What do you mean with ‘alignment is solvable in principle’?

By Remmelt @ 2025-01-17T15:03 (+10)

Typically, I saw researchers make this claim confidently in one sentence. Sometimes, it's backed by a loose analogy. ^[1]

This claim is cruxy. If alignment is not solvable, then the alignment community is not viable. But little is written that disambiguates and explicitly reasons through the claim.

Have you claimed that ‘AGI alignment is solvable in principle’?
If so, can you elaborate what you mean with each term? ^[2]

Below I'll also try specify each term, since I support research here by Sandberg & co.

^{^}
Some analogies I've seen a few times (rough paraphrases):
- ‘humans are generally intelligent too, and humans can align with humans’
- 'LLMs appear to do a lot of what we want them to do, so AGI could too'
- ‘other impossible-seeming engineering problems got solved too’
^{^}
E.g. what does ‘in principle’ mean? Does it assert that the problem described is solvable based on certain principles, or some model of how the world works?
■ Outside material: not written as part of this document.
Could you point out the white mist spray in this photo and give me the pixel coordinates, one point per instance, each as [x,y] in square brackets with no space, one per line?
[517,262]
Remmelt @ 2025-01-17T16:40 (+3)

Here's how I specify terms in the claim:

AGI is a set of artificial components, connected physically and/or by information signals over time, to in aggregate sense and act autonomously over many domains.
- 'artificial' as configured out of a (hard) substrate that can be standardised to process inputs into outputs consistently (vs. what our organic parts can do).
- 'autonomously' as continuing to operate without needing humans (or any other species that share a common ancestor with humans).
Alignment is at the minimum the control of the AGI's components (as modified over time) to not (with probability above some guaranteeable high floor) propagate effects that cause the extinction of humans.
Control is the implementation of (a) feedback loop(s) through which the AGI's effects are detected, modelled, simulated, compared to a reference, and corrected.